The Neptune Suite started as, a project unveiled just a month ago: an Android smartwatch and phone that would power a "dumb screen" in your pocket, reversing the phone-watch dominant-submissive power relationship. Now that dream has grown in ambition considerably. The Neptune Suite aims to stream and sync with a phone-like pocket screen, a tablet-size device with keyboard to become a laptop hybrid and even to a TV via a dongle. One watch, seamlessly syncing and streaming with everything in your home and life.
Can one wrist-powered gadget do all of that? Neptune founder Simon Tian explained it all during a phone call, promising that the Neptune watch (called the Neptune Hub) has enough battery life to last two days or so. Each peripheral device -- the 5-inch Pocket Screen and 10-inch Tab Screen -- have extra battery life that can charge the watch up on the go (2,800 and 7,000mAh, respectively), full multifinger touch, and cameras.

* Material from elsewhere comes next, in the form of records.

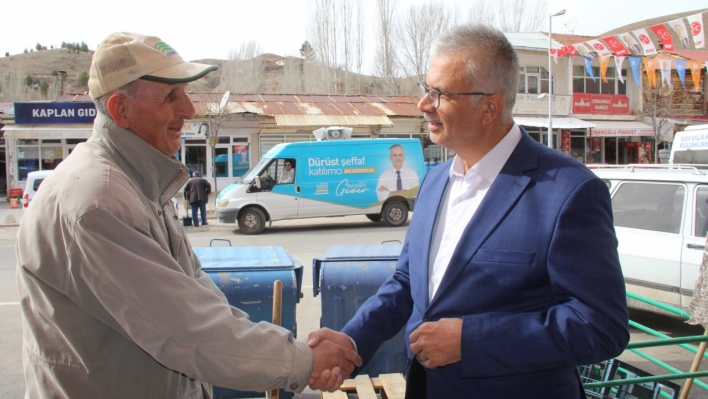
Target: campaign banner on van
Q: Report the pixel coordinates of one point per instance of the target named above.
(54, 112)
(362, 176)
(351, 173)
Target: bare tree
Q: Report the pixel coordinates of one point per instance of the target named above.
(358, 43)
(243, 72)
(417, 29)
(660, 106)
(292, 81)
(386, 60)
(510, 15)
(344, 17)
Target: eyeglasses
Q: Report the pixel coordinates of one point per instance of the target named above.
(434, 94)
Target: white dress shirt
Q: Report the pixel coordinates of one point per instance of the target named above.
(388, 179)
(464, 193)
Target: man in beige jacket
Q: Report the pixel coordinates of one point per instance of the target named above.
(114, 301)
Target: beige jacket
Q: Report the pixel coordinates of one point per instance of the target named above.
(113, 299)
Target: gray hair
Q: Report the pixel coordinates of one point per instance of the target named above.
(492, 62)
(130, 90)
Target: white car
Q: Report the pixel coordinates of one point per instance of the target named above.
(34, 179)
(661, 219)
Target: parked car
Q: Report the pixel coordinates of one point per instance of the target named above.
(34, 180)
(661, 220)
(335, 177)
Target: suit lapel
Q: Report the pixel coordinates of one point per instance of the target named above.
(506, 190)
(428, 208)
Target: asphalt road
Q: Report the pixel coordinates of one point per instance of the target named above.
(304, 240)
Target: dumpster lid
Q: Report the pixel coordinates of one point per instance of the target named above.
(362, 252)
(229, 258)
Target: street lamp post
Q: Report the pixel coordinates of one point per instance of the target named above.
(550, 76)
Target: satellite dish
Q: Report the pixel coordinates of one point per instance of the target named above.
(224, 101)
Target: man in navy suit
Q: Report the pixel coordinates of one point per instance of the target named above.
(509, 276)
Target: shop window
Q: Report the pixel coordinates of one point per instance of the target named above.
(533, 79)
(195, 158)
(583, 83)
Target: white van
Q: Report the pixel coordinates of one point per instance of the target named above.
(34, 179)
(690, 146)
(661, 221)
(378, 178)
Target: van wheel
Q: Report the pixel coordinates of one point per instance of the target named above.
(394, 214)
(374, 217)
(251, 221)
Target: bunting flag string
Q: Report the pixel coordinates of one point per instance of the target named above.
(588, 67)
(681, 71)
(695, 68)
(604, 62)
(618, 63)
(647, 45)
(665, 66)
(663, 34)
(634, 62)
(680, 28)
(684, 33)
(554, 54)
(650, 68)
(696, 24)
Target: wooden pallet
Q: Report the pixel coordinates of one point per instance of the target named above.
(392, 386)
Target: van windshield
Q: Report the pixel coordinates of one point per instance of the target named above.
(691, 157)
(256, 170)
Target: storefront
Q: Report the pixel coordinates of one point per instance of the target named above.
(622, 142)
(45, 133)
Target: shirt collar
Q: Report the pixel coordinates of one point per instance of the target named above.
(490, 165)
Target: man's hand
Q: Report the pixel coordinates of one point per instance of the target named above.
(439, 343)
(334, 359)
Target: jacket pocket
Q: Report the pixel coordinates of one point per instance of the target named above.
(504, 256)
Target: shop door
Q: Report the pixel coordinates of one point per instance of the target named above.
(629, 153)
(611, 150)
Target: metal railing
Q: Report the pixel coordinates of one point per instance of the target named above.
(593, 389)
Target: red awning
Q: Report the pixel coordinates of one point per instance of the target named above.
(692, 54)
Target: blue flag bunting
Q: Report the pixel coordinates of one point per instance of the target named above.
(634, 62)
(681, 70)
(588, 67)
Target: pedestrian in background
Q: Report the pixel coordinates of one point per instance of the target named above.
(197, 192)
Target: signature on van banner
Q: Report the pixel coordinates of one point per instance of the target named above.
(335, 166)
(376, 176)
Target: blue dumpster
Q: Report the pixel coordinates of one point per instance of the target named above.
(347, 276)
(246, 276)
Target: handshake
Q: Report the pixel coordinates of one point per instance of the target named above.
(334, 359)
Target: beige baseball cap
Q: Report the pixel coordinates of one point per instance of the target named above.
(124, 57)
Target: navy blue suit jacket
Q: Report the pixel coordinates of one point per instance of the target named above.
(535, 277)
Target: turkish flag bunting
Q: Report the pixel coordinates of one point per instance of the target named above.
(645, 41)
(616, 46)
(599, 48)
(554, 54)
(696, 24)
(664, 36)
(567, 50)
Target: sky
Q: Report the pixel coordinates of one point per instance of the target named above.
(210, 29)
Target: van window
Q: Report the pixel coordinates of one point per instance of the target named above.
(700, 227)
(691, 157)
(649, 206)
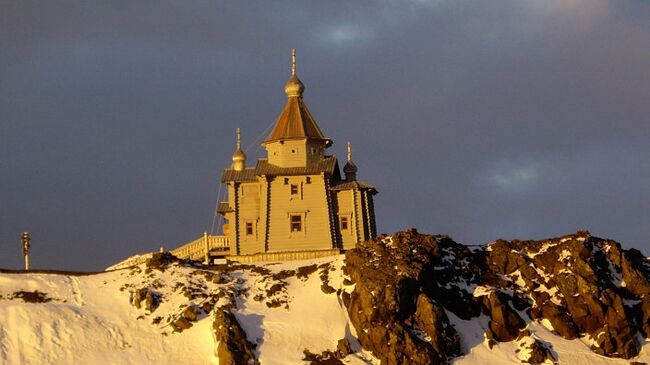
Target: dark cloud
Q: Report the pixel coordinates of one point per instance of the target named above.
(483, 120)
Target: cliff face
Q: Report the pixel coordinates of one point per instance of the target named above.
(403, 299)
(578, 286)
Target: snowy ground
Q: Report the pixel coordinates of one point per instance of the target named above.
(90, 320)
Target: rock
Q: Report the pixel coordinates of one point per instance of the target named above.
(191, 313)
(431, 318)
(233, 347)
(147, 298)
(579, 284)
(343, 347)
(540, 353)
(181, 324)
(505, 323)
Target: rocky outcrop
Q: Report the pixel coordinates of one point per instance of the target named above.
(582, 286)
(392, 308)
(233, 347)
(146, 298)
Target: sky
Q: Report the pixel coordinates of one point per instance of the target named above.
(512, 119)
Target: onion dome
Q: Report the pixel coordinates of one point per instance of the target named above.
(294, 87)
(350, 169)
(239, 157)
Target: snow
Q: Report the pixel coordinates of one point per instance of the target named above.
(575, 352)
(90, 320)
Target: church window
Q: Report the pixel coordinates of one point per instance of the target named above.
(344, 223)
(296, 222)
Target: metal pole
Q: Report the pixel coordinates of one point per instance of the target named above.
(25, 242)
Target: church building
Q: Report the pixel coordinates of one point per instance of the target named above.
(295, 199)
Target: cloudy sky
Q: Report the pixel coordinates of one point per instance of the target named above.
(514, 119)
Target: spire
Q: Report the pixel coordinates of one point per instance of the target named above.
(350, 169)
(294, 87)
(349, 152)
(239, 157)
(295, 121)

Wireless streaming to the peripherals happens via WiGig (802.11ad), an emerging high-speed wireless protocol that's been in development for years but hasn't been in any wearable yet. Wireless speeds with WiGig should approach 7 gigabits per second, and work over a shorter room range than 802.11ac Wi-Fi, using a 60GHz band. According to Simon Tian, the 3 millisecond lag for WiGig is so small that mirroring to a phone, tablet or TV-size screen could be handled nearly simultaneously.

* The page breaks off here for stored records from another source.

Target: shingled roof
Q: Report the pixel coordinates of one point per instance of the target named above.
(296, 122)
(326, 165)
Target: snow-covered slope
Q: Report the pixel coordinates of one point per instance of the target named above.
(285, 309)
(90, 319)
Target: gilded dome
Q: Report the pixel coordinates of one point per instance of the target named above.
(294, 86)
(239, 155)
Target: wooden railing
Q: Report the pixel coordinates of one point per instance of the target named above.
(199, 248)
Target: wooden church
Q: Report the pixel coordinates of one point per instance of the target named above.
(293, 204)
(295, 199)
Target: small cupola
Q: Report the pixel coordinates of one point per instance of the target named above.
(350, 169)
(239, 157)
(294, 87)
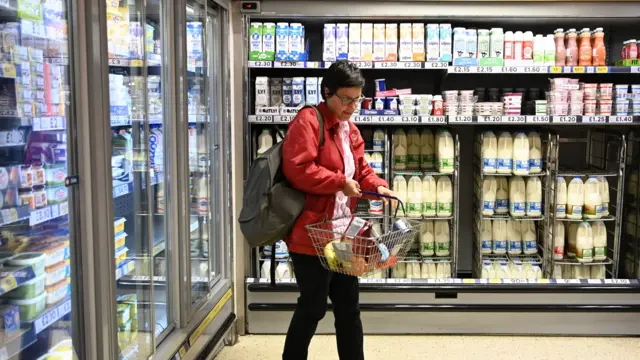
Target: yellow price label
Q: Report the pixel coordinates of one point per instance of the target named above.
(555, 69)
(9, 70)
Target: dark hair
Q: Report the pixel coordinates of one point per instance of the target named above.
(339, 75)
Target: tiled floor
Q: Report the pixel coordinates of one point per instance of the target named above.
(448, 347)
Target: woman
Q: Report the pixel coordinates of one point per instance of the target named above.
(332, 178)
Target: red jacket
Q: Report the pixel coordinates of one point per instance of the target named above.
(319, 173)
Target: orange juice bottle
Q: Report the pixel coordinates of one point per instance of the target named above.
(585, 52)
(599, 50)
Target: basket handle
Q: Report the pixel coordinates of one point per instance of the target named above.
(373, 193)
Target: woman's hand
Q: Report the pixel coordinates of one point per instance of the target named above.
(352, 188)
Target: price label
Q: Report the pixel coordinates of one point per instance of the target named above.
(462, 69)
(617, 119)
(437, 65)
(565, 119)
(410, 119)
(489, 119)
(260, 64)
(514, 119)
(434, 119)
(364, 64)
(509, 69)
(537, 119)
(594, 119)
(264, 118)
(387, 65)
(362, 119)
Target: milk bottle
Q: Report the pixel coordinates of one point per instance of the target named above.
(592, 200)
(499, 237)
(572, 232)
(604, 195)
(584, 243)
(489, 153)
(502, 195)
(517, 197)
(514, 237)
(427, 151)
(378, 140)
(505, 153)
(575, 198)
(441, 228)
(427, 239)
(445, 152)
(414, 197)
(265, 141)
(521, 154)
(534, 197)
(489, 189)
(429, 191)
(535, 153)
(561, 202)
(529, 242)
(444, 197)
(413, 150)
(400, 150)
(558, 241)
(486, 237)
(599, 231)
(400, 187)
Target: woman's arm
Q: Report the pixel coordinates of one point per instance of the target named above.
(299, 154)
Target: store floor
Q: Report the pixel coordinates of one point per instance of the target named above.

The Neptune Hub watch runs Android Lollipop, is its own phone, and has 3G/LTE, Wi-Fi, Bluetooth, GPS, and NFC along with a quad-core processor.
For $599, the Indiegogo early-bird offer includes the watch, Pocket Screen, Tab Screen, a keyboard with touchpad, a TV dongle and a headset. Not bad, in theory. The retail price down the road for Neptune Suite is $899. Availability, well, that's a flexible target: Tian says it could arrive by the end of 2015, or early 2016. Backers of the older Neptune Duo will get grandfathered into the Suite package with its extra accessories.

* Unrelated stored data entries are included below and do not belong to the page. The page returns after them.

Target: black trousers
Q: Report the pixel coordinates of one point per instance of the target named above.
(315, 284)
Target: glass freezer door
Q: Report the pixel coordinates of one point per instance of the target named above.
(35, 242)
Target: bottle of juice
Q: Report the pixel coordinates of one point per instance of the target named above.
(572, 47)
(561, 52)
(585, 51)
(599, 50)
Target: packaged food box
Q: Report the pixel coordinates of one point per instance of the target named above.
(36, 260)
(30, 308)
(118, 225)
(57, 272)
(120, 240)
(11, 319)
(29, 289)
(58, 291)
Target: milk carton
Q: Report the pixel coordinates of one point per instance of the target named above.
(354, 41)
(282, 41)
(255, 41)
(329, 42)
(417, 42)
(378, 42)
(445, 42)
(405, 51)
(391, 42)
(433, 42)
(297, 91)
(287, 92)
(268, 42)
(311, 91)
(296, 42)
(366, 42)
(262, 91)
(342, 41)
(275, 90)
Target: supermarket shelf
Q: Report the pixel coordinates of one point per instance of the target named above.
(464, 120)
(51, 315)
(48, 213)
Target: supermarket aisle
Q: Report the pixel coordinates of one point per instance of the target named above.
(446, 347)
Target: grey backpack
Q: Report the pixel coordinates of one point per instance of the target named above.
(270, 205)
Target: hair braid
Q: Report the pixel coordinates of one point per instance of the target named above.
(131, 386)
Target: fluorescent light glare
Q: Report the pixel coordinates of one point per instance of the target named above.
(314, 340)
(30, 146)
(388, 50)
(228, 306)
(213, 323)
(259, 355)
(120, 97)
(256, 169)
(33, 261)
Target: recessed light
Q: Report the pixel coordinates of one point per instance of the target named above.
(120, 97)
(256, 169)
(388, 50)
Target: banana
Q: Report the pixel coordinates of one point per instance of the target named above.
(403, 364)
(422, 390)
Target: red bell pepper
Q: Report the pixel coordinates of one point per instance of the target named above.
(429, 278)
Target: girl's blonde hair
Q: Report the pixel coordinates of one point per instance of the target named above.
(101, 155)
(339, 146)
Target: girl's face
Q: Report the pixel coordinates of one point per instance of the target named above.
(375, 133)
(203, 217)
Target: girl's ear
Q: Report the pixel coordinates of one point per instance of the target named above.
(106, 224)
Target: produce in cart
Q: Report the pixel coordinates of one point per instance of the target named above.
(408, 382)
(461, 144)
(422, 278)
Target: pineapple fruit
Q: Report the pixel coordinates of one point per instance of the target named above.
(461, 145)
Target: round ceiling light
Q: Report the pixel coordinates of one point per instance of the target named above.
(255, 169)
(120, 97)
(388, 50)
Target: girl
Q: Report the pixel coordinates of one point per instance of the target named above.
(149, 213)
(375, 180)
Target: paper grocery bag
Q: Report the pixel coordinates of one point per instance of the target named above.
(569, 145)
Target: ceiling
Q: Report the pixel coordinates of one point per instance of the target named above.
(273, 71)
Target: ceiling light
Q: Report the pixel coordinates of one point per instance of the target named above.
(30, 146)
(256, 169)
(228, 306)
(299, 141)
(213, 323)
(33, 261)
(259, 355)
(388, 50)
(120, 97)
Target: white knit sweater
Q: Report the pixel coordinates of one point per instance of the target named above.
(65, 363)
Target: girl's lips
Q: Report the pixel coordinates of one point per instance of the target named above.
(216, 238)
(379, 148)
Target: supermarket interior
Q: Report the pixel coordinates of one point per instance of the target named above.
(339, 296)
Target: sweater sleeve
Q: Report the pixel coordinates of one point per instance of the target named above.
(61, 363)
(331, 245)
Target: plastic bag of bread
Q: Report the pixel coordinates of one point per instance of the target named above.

Is this a wild, weird shot toward the breaking point of wearable tech? Of course. But Neptune is imagining what will happen when wearable tech is able to contain miniaturized computing that dwarfs anything we can do on current phones or tablets. We may not run everything from our watches, but the dream of carrying your workspace around and converting any screen into your own personal office is one I've thought of for years. I just thought I'd be using my phone. Maybe a smartwatch would work, too...someday.